Even though he had treated hundreds of patients with the disease, he still clung to the notion that he would experience a period of undiminished good health before final deterioration and felt cheated when it didn’t happen, when, instead, he was catapulted into pain, sickness and a sudden fragility that went way beyond weakness. They worked at controlling the pain, she fighting tears when the morphine – in the beginning – made him improbably optimistic, euphoric and funny.

Then it stopped reaching the pain. Or, if it did reach the pain, the downside was that it also rendered him almost comatose, so that he could neither focus nor converse. It was then he asked her to kill him. She tried to distract him, but he was obsessed with the promise of death and the possibility of release from the agony.

She got him to postpone it, all the time nodding, yes of course, yes, she remembered the promise, yes, it would be done. Definitely.

She never understood why she couldn’t do it. It was not religion, because she was at best an a la carte Catholic. It was not fear of the law, although that did come into it in a small way that shamed her. She simply couldn’t do it, despite him being the most important thing in her life.

When an elderly British television personality confessed, a week ago, to having smothered a lover suffering from AIDS more than 30 years ago, the chronic grinding guilt flared into present misery.

That TV presenter had nothing but a pillow at his disposal. The dying man was in a hospital, and the broadcaster had no access to painkillers or any form of pharmaceutical life-killers. So he had taken the pillow and suffocated the patient.

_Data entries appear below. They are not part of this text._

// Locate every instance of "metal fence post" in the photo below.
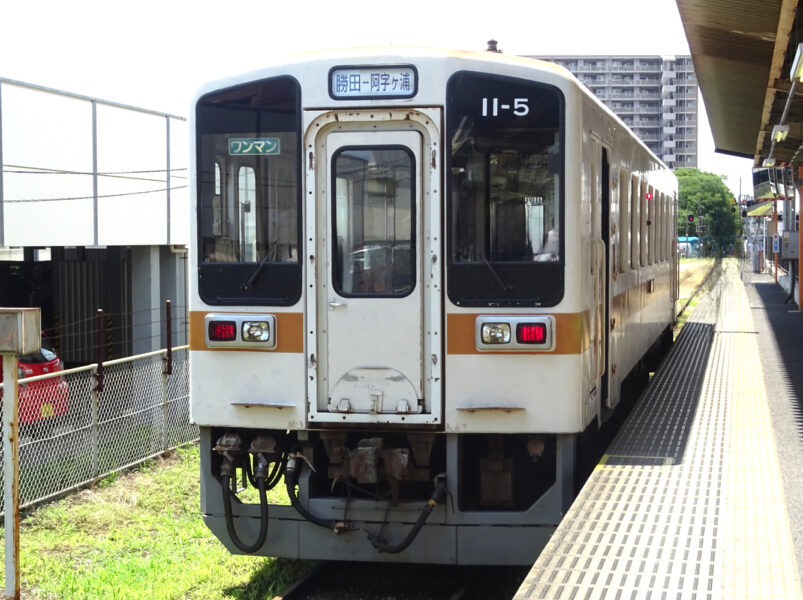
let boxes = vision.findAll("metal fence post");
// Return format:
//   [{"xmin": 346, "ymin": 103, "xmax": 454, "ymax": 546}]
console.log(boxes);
[
  {"xmin": 89, "ymin": 366, "xmax": 102, "ymax": 479},
  {"xmin": 0, "ymin": 308, "xmax": 42, "ymax": 600},
  {"xmin": 90, "ymin": 308, "xmax": 104, "ymax": 478},
  {"xmin": 2, "ymin": 354, "xmax": 20, "ymax": 600},
  {"xmin": 162, "ymin": 300, "xmax": 173, "ymax": 452}
]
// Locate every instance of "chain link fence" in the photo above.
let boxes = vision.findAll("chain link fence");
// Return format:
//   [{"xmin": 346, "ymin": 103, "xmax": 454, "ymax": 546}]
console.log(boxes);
[{"xmin": 0, "ymin": 346, "xmax": 198, "ymax": 510}]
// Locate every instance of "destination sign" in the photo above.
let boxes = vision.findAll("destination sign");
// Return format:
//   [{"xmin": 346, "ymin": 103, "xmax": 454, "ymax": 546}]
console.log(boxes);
[
  {"xmin": 229, "ymin": 138, "xmax": 279, "ymax": 156},
  {"xmin": 329, "ymin": 66, "xmax": 418, "ymax": 99}
]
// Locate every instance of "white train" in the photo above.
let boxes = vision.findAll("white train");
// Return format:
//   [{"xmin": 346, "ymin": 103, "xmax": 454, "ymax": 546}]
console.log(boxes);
[{"xmin": 190, "ymin": 48, "xmax": 677, "ymax": 564}]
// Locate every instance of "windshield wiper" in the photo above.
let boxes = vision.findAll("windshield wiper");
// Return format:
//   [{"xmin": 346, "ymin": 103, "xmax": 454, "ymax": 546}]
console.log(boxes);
[
  {"xmin": 482, "ymin": 256, "xmax": 513, "ymax": 292},
  {"xmin": 240, "ymin": 241, "xmax": 278, "ymax": 292}
]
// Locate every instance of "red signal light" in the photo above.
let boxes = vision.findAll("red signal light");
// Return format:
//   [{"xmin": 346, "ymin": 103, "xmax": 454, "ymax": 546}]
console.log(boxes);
[
  {"xmin": 209, "ymin": 321, "xmax": 237, "ymax": 342},
  {"xmin": 516, "ymin": 323, "xmax": 546, "ymax": 344}
]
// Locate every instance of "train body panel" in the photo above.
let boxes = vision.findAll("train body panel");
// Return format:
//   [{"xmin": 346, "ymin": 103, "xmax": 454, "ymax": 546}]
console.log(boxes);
[{"xmin": 190, "ymin": 49, "xmax": 677, "ymax": 564}]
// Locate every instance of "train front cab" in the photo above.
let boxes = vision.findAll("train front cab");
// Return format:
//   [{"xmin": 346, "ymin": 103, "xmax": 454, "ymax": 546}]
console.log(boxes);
[{"xmin": 191, "ymin": 54, "xmax": 668, "ymax": 564}]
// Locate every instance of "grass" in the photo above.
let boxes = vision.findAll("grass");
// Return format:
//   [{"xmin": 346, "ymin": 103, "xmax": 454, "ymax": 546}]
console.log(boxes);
[
  {"xmin": 0, "ymin": 445, "xmax": 310, "ymax": 600},
  {"xmin": 674, "ymin": 258, "xmax": 716, "ymax": 338}
]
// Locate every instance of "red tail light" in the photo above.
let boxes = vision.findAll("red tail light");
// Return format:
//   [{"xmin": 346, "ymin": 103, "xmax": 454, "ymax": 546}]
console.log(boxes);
[
  {"xmin": 209, "ymin": 321, "xmax": 237, "ymax": 342},
  {"xmin": 516, "ymin": 323, "xmax": 547, "ymax": 344}
]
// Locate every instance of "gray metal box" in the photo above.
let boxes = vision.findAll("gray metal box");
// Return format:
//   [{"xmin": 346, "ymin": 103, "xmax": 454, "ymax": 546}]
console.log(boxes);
[{"xmin": 0, "ymin": 308, "xmax": 42, "ymax": 354}]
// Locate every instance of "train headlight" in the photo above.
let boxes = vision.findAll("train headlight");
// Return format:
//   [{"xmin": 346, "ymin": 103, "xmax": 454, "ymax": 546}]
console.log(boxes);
[
  {"xmin": 474, "ymin": 315, "xmax": 556, "ymax": 352},
  {"xmin": 204, "ymin": 313, "xmax": 278, "ymax": 350},
  {"xmin": 243, "ymin": 321, "xmax": 270, "ymax": 342},
  {"xmin": 482, "ymin": 323, "xmax": 510, "ymax": 344},
  {"xmin": 516, "ymin": 323, "xmax": 547, "ymax": 344}
]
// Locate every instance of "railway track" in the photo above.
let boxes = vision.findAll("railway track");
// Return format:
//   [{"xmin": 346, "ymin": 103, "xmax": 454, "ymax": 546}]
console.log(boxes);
[{"xmin": 274, "ymin": 561, "xmax": 529, "ymax": 600}]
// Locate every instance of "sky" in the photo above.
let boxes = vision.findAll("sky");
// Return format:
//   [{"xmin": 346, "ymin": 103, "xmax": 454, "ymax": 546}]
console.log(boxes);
[{"xmin": 0, "ymin": 0, "xmax": 752, "ymax": 195}]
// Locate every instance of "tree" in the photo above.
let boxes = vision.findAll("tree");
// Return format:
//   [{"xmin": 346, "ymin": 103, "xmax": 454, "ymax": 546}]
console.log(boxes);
[{"xmin": 675, "ymin": 169, "xmax": 742, "ymax": 255}]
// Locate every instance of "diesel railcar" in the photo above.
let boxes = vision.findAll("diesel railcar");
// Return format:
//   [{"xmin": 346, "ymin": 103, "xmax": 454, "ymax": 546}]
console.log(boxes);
[{"xmin": 190, "ymin": 48, "xmax": 677, "ymax": 564}]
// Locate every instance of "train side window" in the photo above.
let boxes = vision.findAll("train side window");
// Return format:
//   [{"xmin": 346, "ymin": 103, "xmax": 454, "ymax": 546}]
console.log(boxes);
[
  {"xmin": 661, "ymin": 192, "xmax": 669, "ymax": 260},
  {"xmin": 652, "ymin": 190, "xmax": 664, "ymax": 262},
  {"xmin": 630, "ymin": 175, "xmax": 639, "ymax": 269},
  {"xmin": 644, "ymin": 186, "xmax": 655, "ymax": 265},
  {"xmin": 619, "ymin": 169, "xmax": 630, "ymax": 273}
]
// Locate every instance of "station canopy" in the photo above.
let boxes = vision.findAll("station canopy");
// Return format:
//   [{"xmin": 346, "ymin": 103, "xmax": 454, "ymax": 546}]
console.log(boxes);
[{"xmin": 677, "ymin": 0, "xmax": 803, "ymax": 167}]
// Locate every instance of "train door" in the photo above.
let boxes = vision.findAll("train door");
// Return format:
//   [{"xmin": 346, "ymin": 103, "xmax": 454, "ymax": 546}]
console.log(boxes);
[{"xmin": 310, "ymin": 126, "xmax": 428, "ymax": 423}]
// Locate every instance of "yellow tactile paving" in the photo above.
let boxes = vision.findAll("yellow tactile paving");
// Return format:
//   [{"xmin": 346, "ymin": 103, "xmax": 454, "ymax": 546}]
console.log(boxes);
[
  {"xmin": 516, "ymin": 262, "xmax": 802, "ymax": 600},
  {"xmin": 722, "ymin": 263, "xmax": 803, "ymax": 600}
]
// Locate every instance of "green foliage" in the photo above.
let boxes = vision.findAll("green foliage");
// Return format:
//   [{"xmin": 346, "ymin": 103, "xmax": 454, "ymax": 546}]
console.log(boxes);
[{"xmin": 675, "ymin": 169, "xmax": 742, "ymax": 256}]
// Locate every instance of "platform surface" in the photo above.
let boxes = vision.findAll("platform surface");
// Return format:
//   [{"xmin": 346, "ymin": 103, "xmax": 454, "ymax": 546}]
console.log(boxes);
[{"xmin": 515, "ymin": 259, "xmax": 803, "ymax": 600}]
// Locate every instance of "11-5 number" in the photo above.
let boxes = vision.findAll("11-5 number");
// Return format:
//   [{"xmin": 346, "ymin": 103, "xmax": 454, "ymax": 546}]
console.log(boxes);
[{"xmin": 482, "ymin": 98, "xmax": 530, "ymax": 117}]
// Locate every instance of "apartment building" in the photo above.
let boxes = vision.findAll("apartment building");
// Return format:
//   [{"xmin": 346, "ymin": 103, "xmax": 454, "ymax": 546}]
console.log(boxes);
[{"xmin": 531, "ymin": 55, "xmax": 698, "ymax": 169}]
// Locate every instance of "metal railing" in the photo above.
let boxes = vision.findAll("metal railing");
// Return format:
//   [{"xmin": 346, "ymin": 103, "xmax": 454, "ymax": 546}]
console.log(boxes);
[{"xmin": 0, "ymin": 346, "xmax": 198, "ymax": 508}]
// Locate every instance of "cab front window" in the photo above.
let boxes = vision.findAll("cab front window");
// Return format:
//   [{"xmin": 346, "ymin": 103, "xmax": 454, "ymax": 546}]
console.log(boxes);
[
  {"xmin": 447, "ymin": 72, "xmax": 564, "ymax": 306},
  {"xmin": 196, "ymin": 77, "xmax": 301, "ymax": 305}
]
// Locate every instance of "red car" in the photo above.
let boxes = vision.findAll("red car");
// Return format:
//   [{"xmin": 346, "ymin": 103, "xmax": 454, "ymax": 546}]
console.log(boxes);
[{"xmin": 0, "ymin": 334, "xmax": 69, "ymax": 425}]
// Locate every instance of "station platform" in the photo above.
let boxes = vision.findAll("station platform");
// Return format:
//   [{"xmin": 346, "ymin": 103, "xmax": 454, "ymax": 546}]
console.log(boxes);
[{"xmin": 515, "ymin": 259, "xmax": 803, "ymax": 600}]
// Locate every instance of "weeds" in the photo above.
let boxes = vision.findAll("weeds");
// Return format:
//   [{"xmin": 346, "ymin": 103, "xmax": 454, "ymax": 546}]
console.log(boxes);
[{"xmin": 1, "ymin": 445, "xmax": 310, "ymax": 600}]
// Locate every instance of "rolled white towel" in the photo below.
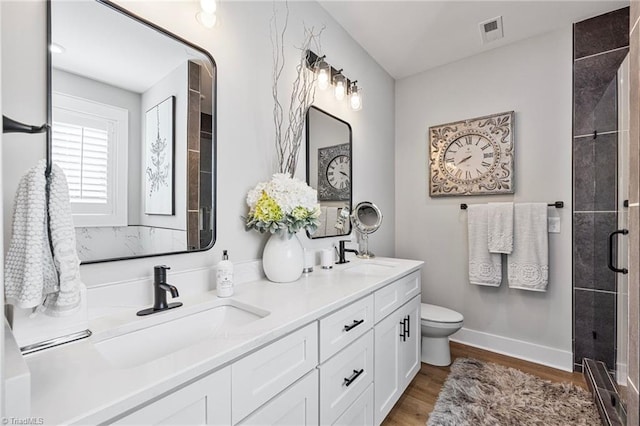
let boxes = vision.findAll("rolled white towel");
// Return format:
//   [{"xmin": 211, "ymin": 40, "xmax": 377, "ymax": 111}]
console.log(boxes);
[
  {"xmin": 4, "ymin": 161, "xmax": 58, "ymax": 309},
  {"xmin": 507, "ymin": 203, "xmax": 549, "ymax": 291},
  {"xmin": 467, "ymin": 204, "xmax": 502, "ymax": 287},
  {"xmin": 487, "ymin": 203, "xmax": 513, "ymax": 254},
  {"xmin": 5, "ymin": 160, "xmax": 83, "ymax": 316}
]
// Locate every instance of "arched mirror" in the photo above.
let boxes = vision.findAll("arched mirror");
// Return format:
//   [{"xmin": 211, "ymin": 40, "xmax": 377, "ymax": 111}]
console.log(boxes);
[
  {"xmin": 49, "ymin": 0, "xmax": 216, "ymax": 263},
  {"xmin": 351, "ymin": 201, "xmax": 382, "ymax": 259},
  {"xmin": 306, "ymin": 106, "xmax": 352, "ymax": 238}
]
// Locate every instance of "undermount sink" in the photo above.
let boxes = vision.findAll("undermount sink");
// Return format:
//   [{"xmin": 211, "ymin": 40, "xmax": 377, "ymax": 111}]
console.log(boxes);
[
  {"xmin": 344, "ymin": 261, "xmax": 396, "ymax": 275},
  {"xmin": 95, "ymin": 299, "xmax": 269, "ymax": 368}
]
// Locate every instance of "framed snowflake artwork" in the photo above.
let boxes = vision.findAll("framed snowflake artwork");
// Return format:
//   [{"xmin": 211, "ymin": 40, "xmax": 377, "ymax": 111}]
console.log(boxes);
[{"xmin": 143, "ymin": 96, "xmax": 175, "ymax": 216}]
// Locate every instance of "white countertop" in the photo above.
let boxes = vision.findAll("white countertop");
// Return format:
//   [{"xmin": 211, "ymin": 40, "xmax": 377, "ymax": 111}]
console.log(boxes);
[{"xmin": 25, "ymin": 258, "xmax": 423, "ymax": 424}]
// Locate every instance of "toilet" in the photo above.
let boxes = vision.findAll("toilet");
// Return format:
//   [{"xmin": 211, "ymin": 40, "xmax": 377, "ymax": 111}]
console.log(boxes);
[{"xmin": 420, "ymin": 303, "xmax": 464, "ymax": 366}]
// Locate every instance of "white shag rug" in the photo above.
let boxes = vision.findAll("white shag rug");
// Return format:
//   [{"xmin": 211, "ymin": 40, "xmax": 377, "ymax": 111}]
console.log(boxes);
[{"xmin": 427, "ymin": 358, "xmax": 601, "ymax": 426}]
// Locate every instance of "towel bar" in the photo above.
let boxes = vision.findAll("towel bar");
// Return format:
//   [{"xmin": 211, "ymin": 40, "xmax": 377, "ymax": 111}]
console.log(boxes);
[{"xmin": 460, "ymin": 201, "xmax": 564, "ymax": 210}]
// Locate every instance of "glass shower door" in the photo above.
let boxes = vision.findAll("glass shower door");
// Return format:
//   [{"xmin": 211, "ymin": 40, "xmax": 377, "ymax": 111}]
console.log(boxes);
[{"xmin": 615, "ymin": 55, "xmax": 629, "ymax": 402}]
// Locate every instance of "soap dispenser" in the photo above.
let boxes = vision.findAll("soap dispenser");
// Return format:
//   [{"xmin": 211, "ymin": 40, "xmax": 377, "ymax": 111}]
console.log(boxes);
[{"xmin": 216, "ymin": 250, "xmax": 233, "ymax": 297}]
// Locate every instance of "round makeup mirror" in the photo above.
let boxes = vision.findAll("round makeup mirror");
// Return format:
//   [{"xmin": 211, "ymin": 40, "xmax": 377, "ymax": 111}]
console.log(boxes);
[{"xmin": 351, "ymin": 201, "xmax": 382, "ymax": 259}]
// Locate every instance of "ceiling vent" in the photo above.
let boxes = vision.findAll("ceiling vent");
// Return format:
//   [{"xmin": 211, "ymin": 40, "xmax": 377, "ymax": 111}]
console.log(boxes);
[{"xmin": 478, "ymin": 16, "xmax": 504, "ymax": 44}]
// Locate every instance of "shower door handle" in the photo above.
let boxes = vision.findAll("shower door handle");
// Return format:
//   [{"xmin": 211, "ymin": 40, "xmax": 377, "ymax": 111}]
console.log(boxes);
[{"xmin": 608, "ymin": 229, "xmax": 629, "ymax": 274}]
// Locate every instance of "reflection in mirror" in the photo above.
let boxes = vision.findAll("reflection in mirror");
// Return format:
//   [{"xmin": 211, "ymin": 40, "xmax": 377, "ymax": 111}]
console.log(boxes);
[
  {"xmin": 50, "ymin": 0, "xmax": 215, "ymax": 263},
  {"xmin": 306, "ymin": 106, "xmax": 352, "ymax": 238},
  {"xmin": 351, "ymin": 201, "xmax": 382, "ymax": 259}
]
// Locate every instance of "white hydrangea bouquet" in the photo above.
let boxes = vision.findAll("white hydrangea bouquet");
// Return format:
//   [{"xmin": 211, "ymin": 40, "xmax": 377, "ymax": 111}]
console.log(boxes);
[{"xmin": 245, "ymin": 173, "xmax": 320, "ymax": 238}]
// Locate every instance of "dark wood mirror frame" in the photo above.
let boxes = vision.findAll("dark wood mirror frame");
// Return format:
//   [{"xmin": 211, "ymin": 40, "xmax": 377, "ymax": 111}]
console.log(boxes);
[{"xmin": 47, "ymin": 0, "xmax": 217, "ymax": 264}]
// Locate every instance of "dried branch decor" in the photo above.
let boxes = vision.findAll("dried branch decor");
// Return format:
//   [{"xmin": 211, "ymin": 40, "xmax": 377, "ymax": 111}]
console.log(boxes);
[{"xmin": 270, "ymin": 1, "xmax": 324, "ymax": 177}]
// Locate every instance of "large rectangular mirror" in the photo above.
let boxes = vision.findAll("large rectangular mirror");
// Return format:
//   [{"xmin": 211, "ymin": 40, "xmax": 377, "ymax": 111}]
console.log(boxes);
[
  {"xmin": 50, "ymin": 0, "xmax": 216, "ymax": 263},
  {"xmin": 306, "ymin": 106, "xmax": 352, "ymax": 238}
]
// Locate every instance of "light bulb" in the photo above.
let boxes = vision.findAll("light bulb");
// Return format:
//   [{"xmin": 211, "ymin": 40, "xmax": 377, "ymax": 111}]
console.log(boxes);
[
  {"xmin": 200, "ymin": 0, "xmax": 218, "ymax": 15},
  {"xmin": 196, "ymin": 11, "xmax": 217, "ymax": 28},
  {"xmin": 334, "ymin": 79, "xmax": 346, "ymax": 101},
  {"xmin": 316, "ymin": 68, "xmax": 329, "ymax": 90},
  {"xmin": 316, "ymin": 56, "xmax": 331, "ymax": 90},
  {"xmin": 349, "ymin": 89, "xmax": 362, "ymax": 111}
]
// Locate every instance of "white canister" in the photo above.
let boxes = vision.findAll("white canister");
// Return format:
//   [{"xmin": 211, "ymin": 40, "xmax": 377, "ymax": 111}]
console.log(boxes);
[
  {"xmin": 302, "ymin": 249, "xmax": 316, "ymax": 274},
  {"xmin": 320, "ymin": 248, "xmax": 334, "ymax": 269}
]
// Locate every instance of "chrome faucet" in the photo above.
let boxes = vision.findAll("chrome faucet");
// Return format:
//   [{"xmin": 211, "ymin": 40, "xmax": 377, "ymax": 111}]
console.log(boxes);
[
  {"xmin": 336, "ymin": 240, "xmax": 358, "ymax": 265},
  {"xmin": 136, "ymin": 265, "xmax": 182, "ymax": 317}
]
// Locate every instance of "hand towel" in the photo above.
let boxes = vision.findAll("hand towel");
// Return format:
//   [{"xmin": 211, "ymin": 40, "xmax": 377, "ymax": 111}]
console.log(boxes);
[
  {"xmin": 5, "ymin": 160, "xmax": 82, "ymax": 316},
  {"xmin": 44, "ymin": 164, "xmax": 84, "ymax": 316},
  {"xmin": 507, "ymin": 203, "xmax": 549, "ymax": 291},
  {"xmin": 467, "ymin": 204, "xmax": 502, "ymax": 287},
  {"xmin": 488, "ymin": 203, "xmax": 513, "ymax": 254}
]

She shuddered at the thought – and at the comparison. She had been in a better situation. At her hands, Tony could have floated into eternity, not been tortured for the minutes without oxygen.

Every radio programme she turned on seemed to be discussing assisted suicide. She wanted to agree with the angry convinced callers who called it un-Christian, but wondered how Christian it had been to force Tony through the extra days of pointless pain.

Then again, some callers talked of pain as a learning process, an ennobling factor in human life. It didn’t seem to her that the pain had added nobility to Tony, and she knew she had learned nothing from watching it, other than an abiding contempt for herself. The arguments whirled around her, none making sense to her. Yes, of course, relatives who stood to inherit might want to dispatch their father or mother early. But that happened anyway.

Yes, of course, some doctors might want to rid themselves of patients whose condition was a daily reproach to them. But Shipman had managed to kill hundreds without the benefit of a law empowering any of his patients to make the choice to die. Yes, of course, someone suffering transient depression might get around the rules and abandon a life filled with promise.

Because she had never feared the existing law that much, though, she was not in immediate sympathy with the appeals for an assisted suicide law in Ireland.

She was, however, sympathetic towards the broadcaster. They were united in disunity. He had suffered decades of confused guilt for killing someone he loved.

She had suffered decades of guilt for not killing someone she loved.